Alleged Russian arms dealer Viktor Bout is escorted by police as he arrives for a hearing at the Criminal Court in Bangkok on August 20.

Alleged Russian arms dealer Viktor Bout is escorted by police as he arrives for a hearing at the Criminal Court in Bangkok on August 20.

A Russian man reputed to be one of the world's most prolific arms dealers has been extradited to the United States, more than two years after his arrest.

Police and airport officials said Viktor Bout was flown out of Bangkok on a special U.S. plane shortly after the Thai cabinet agreed with an earlier court decision to send Bout to the United States.

The Associated Press news agency quoted an unidentified law enforcement officer in New York as saying Bout was expected to arrive there at around 9 p.m. on November 16.

Today's move follows months of legal battle in a case that led to a diplomatic tussle between Moscow and Washington.

Russia has reacted angrily, with Foreign Minister Sergei Lavrov telling a press conference in Nairobi, Kenya, that Bout's extradition was the result of "unprecedented political pressure on Thailand's legal procedure and the Thai government."

Lavrov added, "This whole affair is an example of glaring injustice and we, as a state, will continue to provide all the necessary assistance to Viktor Bout as a Russian citizen."

The Russian Embassy earlier expressed surprise at the Thai decision, with the Interfax news agency quoting official Andrei Dvornikov as saying, "All of this was done very quickly, even urgently and -- it seems -- secretly."

Bout now faces trial in the United States for terrorism-related charges.

The 43-year-old former Soviet Air Force officer dubbed the "Merchant of Death" has allegedly supplied weapons that fueled civil wars in South America, the Middle East, and Africa.

According to televised remarks on Russian television, Bout's wife, Alla, said the Thai decision had "no legal basis whatsoever," adding, "This is an unequivocally political decision, lobbied by the U.S. government."

Bout's lawyer said he would file a complaint with the government on November 17.

The U.S. Embassy in Bangkok confirmed Bout's extradition but declined to elaborate on the case.

In August, a Thai court ordered Bout's extradition within three months, overturning a lower court's ruling.

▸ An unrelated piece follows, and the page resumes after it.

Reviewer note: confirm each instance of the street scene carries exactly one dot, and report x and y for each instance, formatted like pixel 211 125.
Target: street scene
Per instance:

But the extradition was delayed by extra charges of money-laundering and fraud submitted by U.S. prosecutors.

A Thai court threw out the charges in October, clearing the way for extradition.

Sting Operation

Bout has been imprisoned since his arrest at a Bangkok luxury hotel in March 2008. He was caught in a sting operation involving U.S. agents who posed as arms buyers for the Revolutionary Armed Forces of Colombia (FARC), which Washington classifies as a terrorist organization.

Bout was indicted in the United States on terrorism-related charges that include conspiring to sell millions of dollars worth of weapons to FARC, including surface-to-air missiles, guns, helicopters, and airplanes outfitted with grenade launchers and missiles. He was also charged with conspiring to kill Americans and conspiring to provide material support to terrorists.

Bout could face a maximum penalty of life in prison if convicted.

The head of an air-transport empire, Bout has long evaded United Nations and U.S. sanctions aimed at blocking his financial activities and restricting his travel. His clients allegedly included Liberia's Charles Taylor and Libyan leader Muammar Qaddafi and both sides of the civil war in Angola.

Bout has denied any involvement in illicit activities, claiming he ran a legitimate business.